I ran down the stairs three at a time (I could do that back then). A large elderly man lay on the hallway floor surrounded by a small crowd. He probably weighed 250lbs with a barrel chest and the type of clothing you would see on a retired farmer from our area. As I moved closer, I could see blood on his face and blood splatter marks on the floor, a result of his hitting the floor. A nurse from the hospital where I worked pumped up and down on his chest, counting “One, two, three, four…” The 911 call went out, but no ambulance crew came for at least 20 minutes. We switched from ventilating to chest compressions and back again as our fatigue increased. Occasionally, we felt for a pulse, but found none. His chest showed a scar from prior open heart surgery. Through her tears, his frail wife told us of his previous two heart bypass operations. By the time the paramedics arrived, we were exhausted. The paramedics were able to start a line, administer medicines and defibrillate him with some success. He left the YMCA with a pulse, but still unconscious. Sweat soaked our clothes as we both caught our breath. I prayed he would survive.

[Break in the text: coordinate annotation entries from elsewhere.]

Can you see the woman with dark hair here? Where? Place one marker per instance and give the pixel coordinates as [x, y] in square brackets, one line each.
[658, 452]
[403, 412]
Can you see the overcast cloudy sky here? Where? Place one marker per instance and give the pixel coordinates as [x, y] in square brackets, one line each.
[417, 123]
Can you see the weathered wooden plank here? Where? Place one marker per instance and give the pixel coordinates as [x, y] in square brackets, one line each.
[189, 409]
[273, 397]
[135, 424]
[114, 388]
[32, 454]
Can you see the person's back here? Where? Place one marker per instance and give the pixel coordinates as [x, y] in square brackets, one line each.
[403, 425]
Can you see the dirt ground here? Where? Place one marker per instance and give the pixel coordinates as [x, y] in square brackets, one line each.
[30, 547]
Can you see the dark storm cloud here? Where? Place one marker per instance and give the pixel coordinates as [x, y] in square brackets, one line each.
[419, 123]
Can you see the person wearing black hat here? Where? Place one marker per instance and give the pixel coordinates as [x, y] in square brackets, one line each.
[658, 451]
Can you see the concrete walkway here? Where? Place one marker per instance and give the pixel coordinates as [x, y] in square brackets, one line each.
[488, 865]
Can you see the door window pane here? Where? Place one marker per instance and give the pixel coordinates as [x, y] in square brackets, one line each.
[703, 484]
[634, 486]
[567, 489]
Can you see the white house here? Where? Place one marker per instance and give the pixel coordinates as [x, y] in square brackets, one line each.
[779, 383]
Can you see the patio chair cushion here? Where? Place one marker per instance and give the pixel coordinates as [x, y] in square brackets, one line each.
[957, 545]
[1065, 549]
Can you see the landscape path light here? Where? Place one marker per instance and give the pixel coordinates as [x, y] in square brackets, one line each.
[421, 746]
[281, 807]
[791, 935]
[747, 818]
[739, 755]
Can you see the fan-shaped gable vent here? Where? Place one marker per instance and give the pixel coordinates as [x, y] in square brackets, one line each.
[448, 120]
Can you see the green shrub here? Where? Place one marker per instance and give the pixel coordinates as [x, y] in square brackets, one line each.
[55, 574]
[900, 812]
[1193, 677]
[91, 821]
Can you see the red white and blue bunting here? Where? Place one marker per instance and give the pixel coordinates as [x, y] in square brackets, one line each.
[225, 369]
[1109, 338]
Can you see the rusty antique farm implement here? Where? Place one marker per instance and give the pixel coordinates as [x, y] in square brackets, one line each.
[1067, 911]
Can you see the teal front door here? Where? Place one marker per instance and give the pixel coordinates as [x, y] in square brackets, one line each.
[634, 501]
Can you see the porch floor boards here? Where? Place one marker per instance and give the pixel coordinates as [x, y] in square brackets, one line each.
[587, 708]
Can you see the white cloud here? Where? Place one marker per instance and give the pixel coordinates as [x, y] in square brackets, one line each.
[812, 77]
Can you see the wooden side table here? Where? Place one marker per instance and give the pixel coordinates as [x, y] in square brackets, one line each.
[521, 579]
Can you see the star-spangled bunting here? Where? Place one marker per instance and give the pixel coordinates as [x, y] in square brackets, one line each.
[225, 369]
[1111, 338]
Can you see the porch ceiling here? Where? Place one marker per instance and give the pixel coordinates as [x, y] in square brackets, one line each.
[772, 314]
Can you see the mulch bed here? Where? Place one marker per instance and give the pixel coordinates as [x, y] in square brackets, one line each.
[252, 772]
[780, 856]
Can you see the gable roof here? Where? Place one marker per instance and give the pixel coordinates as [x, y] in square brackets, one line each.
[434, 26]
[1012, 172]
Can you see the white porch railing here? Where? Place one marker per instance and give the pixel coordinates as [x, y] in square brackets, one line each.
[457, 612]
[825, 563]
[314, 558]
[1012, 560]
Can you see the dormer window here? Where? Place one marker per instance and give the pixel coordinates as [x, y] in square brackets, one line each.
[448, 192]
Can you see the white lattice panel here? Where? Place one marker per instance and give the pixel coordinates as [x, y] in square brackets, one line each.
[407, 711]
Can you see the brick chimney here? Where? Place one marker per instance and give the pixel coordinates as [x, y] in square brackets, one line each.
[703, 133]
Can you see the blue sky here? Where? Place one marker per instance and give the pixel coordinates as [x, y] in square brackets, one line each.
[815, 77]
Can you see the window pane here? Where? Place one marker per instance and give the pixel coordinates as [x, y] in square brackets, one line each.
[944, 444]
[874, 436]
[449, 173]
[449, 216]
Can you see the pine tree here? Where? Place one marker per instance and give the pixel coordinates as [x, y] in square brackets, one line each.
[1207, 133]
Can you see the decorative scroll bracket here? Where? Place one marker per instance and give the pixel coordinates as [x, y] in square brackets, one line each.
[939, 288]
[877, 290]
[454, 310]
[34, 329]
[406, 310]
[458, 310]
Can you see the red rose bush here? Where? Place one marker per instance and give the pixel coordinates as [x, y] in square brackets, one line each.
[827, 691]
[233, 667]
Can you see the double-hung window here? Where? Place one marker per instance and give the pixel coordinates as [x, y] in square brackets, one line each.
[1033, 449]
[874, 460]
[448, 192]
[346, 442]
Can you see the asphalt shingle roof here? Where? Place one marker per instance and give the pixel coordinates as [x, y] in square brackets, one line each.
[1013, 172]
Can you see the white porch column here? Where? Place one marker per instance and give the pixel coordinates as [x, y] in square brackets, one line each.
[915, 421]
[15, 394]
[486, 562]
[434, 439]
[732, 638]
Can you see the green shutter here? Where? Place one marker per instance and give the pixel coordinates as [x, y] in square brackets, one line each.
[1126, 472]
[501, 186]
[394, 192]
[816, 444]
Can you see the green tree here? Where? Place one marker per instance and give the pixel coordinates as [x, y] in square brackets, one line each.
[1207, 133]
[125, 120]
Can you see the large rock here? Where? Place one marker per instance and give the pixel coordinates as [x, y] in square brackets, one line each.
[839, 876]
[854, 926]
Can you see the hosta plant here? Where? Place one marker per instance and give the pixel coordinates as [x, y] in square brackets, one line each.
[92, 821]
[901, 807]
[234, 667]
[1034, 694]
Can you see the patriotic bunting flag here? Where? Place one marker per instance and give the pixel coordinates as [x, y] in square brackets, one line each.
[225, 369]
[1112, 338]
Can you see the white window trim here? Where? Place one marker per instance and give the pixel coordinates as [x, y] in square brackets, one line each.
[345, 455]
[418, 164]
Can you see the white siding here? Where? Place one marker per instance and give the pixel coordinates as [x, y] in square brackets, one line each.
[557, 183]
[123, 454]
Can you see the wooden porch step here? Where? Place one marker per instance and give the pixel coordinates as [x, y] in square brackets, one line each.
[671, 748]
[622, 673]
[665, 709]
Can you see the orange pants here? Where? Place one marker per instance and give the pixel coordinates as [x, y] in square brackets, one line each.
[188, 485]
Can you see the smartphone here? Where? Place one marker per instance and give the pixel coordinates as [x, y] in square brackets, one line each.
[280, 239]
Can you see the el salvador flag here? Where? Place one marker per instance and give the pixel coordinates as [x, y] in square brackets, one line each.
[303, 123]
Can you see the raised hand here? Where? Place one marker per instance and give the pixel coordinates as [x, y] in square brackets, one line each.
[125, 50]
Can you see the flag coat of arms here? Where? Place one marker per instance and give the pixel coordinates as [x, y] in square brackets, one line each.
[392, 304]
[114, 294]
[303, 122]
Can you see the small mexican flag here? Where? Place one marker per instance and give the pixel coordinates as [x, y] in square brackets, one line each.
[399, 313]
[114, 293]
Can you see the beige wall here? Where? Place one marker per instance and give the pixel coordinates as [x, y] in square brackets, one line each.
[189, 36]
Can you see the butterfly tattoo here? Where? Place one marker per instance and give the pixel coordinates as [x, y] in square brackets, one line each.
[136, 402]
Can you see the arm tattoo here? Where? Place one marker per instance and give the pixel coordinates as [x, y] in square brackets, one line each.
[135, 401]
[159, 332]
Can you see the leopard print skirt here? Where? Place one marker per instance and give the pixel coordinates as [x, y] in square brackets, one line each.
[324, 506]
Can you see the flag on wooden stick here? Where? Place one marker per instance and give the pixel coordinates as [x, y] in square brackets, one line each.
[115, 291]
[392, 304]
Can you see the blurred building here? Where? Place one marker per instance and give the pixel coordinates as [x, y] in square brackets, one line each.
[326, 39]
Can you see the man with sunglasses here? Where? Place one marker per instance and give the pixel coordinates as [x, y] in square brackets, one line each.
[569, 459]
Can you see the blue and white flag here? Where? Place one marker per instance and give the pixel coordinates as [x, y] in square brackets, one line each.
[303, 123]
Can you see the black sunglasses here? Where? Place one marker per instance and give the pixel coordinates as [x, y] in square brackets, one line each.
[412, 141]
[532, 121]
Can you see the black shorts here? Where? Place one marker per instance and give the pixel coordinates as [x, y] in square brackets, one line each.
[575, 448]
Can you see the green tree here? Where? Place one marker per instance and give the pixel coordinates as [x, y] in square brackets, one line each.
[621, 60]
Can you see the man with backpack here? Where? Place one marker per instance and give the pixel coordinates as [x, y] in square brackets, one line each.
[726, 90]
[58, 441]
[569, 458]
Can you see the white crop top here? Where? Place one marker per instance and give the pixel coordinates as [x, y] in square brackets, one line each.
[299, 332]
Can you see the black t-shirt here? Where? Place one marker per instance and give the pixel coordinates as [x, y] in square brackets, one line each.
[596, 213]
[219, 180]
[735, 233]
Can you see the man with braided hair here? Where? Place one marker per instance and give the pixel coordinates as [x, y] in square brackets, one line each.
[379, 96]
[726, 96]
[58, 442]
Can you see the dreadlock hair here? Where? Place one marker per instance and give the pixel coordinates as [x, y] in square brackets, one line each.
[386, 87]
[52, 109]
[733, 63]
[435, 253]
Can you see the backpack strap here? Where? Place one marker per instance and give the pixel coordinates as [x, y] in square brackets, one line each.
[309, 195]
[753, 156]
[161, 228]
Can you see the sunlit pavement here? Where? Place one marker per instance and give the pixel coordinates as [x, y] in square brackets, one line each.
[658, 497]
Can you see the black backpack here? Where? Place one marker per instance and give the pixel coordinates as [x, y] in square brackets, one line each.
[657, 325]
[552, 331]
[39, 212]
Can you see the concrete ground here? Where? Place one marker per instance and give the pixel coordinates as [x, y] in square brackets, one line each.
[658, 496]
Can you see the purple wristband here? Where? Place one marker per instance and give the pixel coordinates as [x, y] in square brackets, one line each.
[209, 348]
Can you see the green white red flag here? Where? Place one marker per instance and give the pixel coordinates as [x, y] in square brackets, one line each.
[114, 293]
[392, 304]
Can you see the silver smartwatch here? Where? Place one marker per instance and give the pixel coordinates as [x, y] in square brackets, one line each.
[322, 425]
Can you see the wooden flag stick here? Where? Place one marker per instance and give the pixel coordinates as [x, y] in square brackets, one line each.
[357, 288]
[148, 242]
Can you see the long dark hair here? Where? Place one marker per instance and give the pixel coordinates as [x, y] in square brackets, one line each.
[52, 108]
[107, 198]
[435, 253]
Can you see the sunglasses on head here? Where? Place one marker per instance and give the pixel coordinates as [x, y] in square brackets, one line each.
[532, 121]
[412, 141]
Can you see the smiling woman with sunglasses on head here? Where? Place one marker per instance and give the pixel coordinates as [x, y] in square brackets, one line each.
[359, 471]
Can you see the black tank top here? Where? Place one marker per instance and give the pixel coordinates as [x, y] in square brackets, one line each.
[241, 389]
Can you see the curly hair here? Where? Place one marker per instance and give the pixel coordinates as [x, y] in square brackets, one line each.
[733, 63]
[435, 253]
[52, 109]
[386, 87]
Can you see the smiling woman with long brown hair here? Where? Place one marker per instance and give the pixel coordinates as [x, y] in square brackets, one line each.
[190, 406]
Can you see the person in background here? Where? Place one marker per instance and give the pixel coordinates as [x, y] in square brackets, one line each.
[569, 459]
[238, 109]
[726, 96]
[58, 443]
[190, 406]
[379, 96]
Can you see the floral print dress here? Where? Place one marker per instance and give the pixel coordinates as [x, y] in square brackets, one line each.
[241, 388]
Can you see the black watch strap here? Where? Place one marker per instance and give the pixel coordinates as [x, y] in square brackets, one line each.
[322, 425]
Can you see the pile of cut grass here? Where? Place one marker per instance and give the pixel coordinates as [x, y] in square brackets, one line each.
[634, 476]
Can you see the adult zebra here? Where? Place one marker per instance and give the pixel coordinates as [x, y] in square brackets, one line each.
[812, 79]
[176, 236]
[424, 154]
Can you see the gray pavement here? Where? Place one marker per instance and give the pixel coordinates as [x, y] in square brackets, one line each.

Later, I learned that he lived through the night, but died the next day. His wife sent a thank-you for our efforts.

Medicine takes its toll on medical professionals, none more than doctors and nurses. Although I rarely encounter the dramatic, outside-the-hospital, life-saving resuscitations, I tell these stories to illustrate the emotional roller coaster of medical care; from joyous birth to tragic stillborn, from successful surgery to unexpected cancer, from medical cure to medical mystery and from dramatic interventions to mundane office work. Burnout, job dissatisfaction, alcohol and drug use, divorce, suicide are all risks of this profession. Most doctors just separate themselves from the emotional aspects of medicine and develop a detached aloofness in order to survive.

I’m blessed to find medical practice a job I love and am thankful God called me to medicine. But I am not immune. Sometimes I think of how much more thankful I will be when the roller coaster stops at the gates of glory.